Pingkan Rahma, Supergirl dari Perth
Judul: Serial Pingkan 1, Sehangat Mentari Musim Semi
Penerbit: Pingkan Publishing
Penulis: Muthmainnah
Harga: Rp 32.000
Di sela-sela mengedit salah satu buku terbaru, daripada bete, bikin revieuw ah... kali ini saya mencoba membikin coretan tentang salah satu buku yang paling 'bersejarah' dalam hidup saya. Yup, Serial Pingkan. Khususnya Pingkan 1: Sehangat Mentari Musim Semi. Buku ini pernah terbit pada akhir tahun 1998-an oleh Penerbit Syaamil... dan direpublish oleh Pingkan Publishing bekerjasama dengan Majalah Gizone pada 2010. Jangan khawatir, kelanjutan Pingkan 1 juga ada lho... judulnya Seperti Daisy di Musim Semi. Tetapi nanti aja deh, kita bahas buku kedua itu ya?!
Buku ini berkisah tentang Pingkan Rahma, gadis padang yang lincah, cerdas, tomboy dan humoris. Ia kuliah di Perth, Australia. Jurusannya fisika, IPK-nya 3,7! (anak MIPA fisika boleh protes tuh, hehe).
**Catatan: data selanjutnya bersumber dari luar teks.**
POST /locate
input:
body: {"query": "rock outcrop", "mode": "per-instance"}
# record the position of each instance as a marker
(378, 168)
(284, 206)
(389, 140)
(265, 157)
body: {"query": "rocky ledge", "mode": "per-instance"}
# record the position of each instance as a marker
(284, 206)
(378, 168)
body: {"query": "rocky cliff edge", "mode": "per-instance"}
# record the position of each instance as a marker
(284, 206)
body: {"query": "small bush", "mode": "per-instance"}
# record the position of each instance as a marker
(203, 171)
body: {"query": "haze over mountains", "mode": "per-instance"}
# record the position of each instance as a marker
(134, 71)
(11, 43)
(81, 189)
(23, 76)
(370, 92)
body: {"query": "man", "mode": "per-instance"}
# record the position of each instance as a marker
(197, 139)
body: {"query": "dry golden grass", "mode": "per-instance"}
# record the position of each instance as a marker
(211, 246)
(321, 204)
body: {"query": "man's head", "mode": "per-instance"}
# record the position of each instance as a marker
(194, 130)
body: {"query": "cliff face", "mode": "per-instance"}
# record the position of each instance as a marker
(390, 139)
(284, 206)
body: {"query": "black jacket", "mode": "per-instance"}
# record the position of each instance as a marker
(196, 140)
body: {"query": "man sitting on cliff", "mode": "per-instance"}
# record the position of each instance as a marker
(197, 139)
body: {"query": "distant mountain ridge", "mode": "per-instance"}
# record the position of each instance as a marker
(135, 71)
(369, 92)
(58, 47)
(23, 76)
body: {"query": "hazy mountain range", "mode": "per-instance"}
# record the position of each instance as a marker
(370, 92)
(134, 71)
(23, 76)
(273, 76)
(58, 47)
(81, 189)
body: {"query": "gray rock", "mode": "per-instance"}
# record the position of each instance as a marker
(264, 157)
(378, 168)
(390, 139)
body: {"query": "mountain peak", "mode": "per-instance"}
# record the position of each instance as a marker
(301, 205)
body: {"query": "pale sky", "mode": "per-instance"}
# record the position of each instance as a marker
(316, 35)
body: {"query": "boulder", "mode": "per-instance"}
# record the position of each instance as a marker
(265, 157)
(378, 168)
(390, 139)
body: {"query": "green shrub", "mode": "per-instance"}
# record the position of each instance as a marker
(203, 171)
Dalam perjalanan hidupnya, ia sempat menjajal beberapa profesi, mulai dari tukang cuci piring di kafe, foto model... dan akhirnya jadi millionaire. Dengan kebeningannya, ia menyelusup masuk ke dalam hati orang-orang di sekitarnya. Nenek Lauren, Daphne, Stef, Diana, Reni, Uda Tom, Beth... satu persatu masuk Islam. Tak sekadar menjadi muslim, tetapi juga aktivis muslim. Hebat ya?
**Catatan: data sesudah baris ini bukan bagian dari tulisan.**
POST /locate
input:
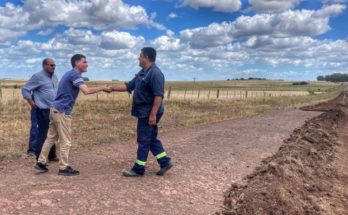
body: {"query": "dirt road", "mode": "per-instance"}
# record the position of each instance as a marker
(207, 159)
(308, 175)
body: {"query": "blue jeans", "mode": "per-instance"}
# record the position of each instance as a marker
(43, 119)
(33, 131)
(147, 141)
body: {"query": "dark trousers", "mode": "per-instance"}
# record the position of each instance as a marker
(33, 131)
(43, 119)
(147, 141)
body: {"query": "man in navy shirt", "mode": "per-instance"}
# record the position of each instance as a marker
(60, 115)
(40, 92)
(148, 91)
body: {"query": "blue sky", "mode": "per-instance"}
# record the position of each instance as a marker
(202, 39)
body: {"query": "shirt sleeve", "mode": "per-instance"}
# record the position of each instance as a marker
(32, 84)
(157, 83)
(131, 85)
(77, 79)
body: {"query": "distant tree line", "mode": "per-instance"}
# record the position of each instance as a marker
(335, 77)
(242, 79)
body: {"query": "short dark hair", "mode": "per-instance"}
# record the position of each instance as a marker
(44, 62)
(75, 58)
(150, 53)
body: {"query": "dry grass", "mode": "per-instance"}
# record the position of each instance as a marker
(105, 119)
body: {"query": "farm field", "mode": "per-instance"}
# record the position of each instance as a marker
(108, 115)
(208, 159)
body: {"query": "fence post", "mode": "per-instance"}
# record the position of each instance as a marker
(0, 90)
(169, 92)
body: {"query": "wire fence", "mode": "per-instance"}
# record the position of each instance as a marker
(8, 94)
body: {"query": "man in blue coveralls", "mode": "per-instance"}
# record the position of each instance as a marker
(40, 91)
(148, 92)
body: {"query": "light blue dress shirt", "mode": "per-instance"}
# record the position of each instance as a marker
(42, 88)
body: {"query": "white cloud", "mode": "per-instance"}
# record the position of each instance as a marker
(213, 35)
(46, 32)
(227, 6)
(288, 23)
(272, 6)
(95, 14)
(173, 15)
(119, 40)
(167, 43)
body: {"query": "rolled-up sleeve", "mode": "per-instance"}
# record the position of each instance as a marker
(157, 83)
(32, 84)
(131, 85)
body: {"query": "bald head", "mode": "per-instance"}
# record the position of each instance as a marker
(48, 65)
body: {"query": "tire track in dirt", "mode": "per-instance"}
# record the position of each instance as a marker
(308, 175)
(207, 159)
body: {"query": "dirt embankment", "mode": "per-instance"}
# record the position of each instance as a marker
(308, 175)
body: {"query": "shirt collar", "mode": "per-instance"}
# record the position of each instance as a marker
(47, 74)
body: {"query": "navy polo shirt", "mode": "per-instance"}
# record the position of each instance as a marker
(68, 90)
(145, 86)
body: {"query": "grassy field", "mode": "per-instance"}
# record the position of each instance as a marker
(105, 118)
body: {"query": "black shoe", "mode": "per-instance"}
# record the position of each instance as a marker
(163, 170)
(131, 173)
(31, 154)
(55, 159)
(41, 167)
(68, 171)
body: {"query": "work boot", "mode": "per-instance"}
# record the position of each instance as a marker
(40, 167)
(163, 170)
(68, 171)
(131, 173)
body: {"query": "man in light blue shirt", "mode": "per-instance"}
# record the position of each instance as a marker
(60, 115)
(40, 91)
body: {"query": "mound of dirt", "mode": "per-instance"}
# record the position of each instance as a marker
(300, 178)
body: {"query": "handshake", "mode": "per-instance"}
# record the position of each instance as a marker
(107, 88)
Agak aneh sebenarnya, saya yang sebenarnya lebih menggemari buku-buku yang berbau filsafat, sosial-politik, novel serius yang bikin kening berkerut, naskah teather tulisan Shakespeare seperti Hamlet, Raja Lear dll. 'tiba-tiba' membaca Serial Pingkan. Ceritanya begini... Saat itu, kakak kelas saya, Mbak Niken dan Mbak Rahma, membawa majalah Annida. Serial Pingkan dimuat secara bersambung di majalah itu. Mereka berdua, dedengkot rohis di fakultas MIPA Undip, ternyata penggemar berat Pingkan.
"Hayo baca, Dik!" promo mereka, semangat. Saking semangatnya sampai-sampai saya berpikir, jangan-jangan mereka udah disogok sama penulisnya, hihi...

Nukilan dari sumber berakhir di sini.